By Cliff Peale
The Cincinnati Enquirer
The Fine Arts Fund raised $10,003,550 in its 2003 campaign, 7.5 percent more than last year.
"This is a vote of confidence for the arts in Cincinnati," campaign chairman A.G. Lafley, chairman and chief executive of Procter & Gamble Co., said.
In a difficult economy that has arts groups across the country slashing budgets, the largest-ever campaign easily beat its $9.6 million goal.
GE Aircraft Engines in Evendale produced 195 leadership gifts of $1,500 or more, with P&G totaling 103. P&G's was the biggest campaign, totaling $1.7 million from the company and employees.
Arts supporters said the campaign could build momentum for a critical spring, including openings of the new Contemporary Arts Center and the Cincinnati wing of the Cincinnati Art Museum.
"It's the one thing in this town that is certifiably unbroken," said Ed Stern, producing artistic director of the Playhouse in the Park
The City of Cincinnati just approved $2.2 million in arts funding, and there are proposals to establish an umbrella arts group for the region, one that would help market institutions not in the Fine Arts Fund, such as the Cincinnati Museum Center.
The Fine Arts Fund includes eight large arts groups and nine smaller groups.

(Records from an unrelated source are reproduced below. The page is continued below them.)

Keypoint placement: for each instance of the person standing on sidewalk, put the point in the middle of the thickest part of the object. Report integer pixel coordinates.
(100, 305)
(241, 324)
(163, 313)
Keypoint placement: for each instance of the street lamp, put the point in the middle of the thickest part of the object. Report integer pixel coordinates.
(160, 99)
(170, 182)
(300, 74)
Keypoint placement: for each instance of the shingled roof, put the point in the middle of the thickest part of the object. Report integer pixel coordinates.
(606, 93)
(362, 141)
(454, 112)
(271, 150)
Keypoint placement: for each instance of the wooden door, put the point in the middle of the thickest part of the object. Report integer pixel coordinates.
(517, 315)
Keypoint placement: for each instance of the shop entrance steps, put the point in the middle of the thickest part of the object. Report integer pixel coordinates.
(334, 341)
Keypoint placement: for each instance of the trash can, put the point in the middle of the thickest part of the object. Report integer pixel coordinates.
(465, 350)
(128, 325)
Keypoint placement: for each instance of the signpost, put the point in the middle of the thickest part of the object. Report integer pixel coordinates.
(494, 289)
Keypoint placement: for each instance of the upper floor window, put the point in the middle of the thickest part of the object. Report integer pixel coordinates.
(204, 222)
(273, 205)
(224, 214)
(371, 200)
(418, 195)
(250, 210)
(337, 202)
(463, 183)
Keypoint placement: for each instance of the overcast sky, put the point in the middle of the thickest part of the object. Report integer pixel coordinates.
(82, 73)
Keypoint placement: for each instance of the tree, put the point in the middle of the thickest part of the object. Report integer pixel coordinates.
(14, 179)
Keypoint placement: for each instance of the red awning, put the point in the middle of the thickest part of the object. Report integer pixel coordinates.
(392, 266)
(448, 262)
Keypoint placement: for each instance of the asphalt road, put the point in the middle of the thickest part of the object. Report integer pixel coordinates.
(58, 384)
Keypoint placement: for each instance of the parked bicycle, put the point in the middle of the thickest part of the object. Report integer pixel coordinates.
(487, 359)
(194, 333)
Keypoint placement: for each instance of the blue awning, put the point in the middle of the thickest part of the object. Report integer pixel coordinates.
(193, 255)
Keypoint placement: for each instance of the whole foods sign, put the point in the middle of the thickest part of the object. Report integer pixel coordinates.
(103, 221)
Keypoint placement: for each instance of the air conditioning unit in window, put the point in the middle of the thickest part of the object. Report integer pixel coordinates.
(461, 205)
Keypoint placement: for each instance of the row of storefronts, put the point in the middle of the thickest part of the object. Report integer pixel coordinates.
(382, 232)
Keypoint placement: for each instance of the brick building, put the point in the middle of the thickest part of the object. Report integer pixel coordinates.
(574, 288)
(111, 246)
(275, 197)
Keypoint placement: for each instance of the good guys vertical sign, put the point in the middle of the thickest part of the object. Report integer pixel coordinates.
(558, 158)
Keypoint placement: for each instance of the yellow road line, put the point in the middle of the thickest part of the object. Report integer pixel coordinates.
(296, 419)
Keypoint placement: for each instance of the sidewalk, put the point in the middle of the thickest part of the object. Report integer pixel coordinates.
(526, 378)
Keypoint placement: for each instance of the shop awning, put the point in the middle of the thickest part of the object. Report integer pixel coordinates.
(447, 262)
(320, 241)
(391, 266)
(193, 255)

It will announce allocation of the money this summer. Last year, the Cincinnati Symphony Orchestra was the biggest recipient with $2.8 million.
Gifts were as small as $24,350 for the Cincinnati Chamber Orchestra.
Lafley said gifts from individuals, big and small companies were up across the board.
"We didn't have to twist any arms," he said. "And I did not write a check at the end."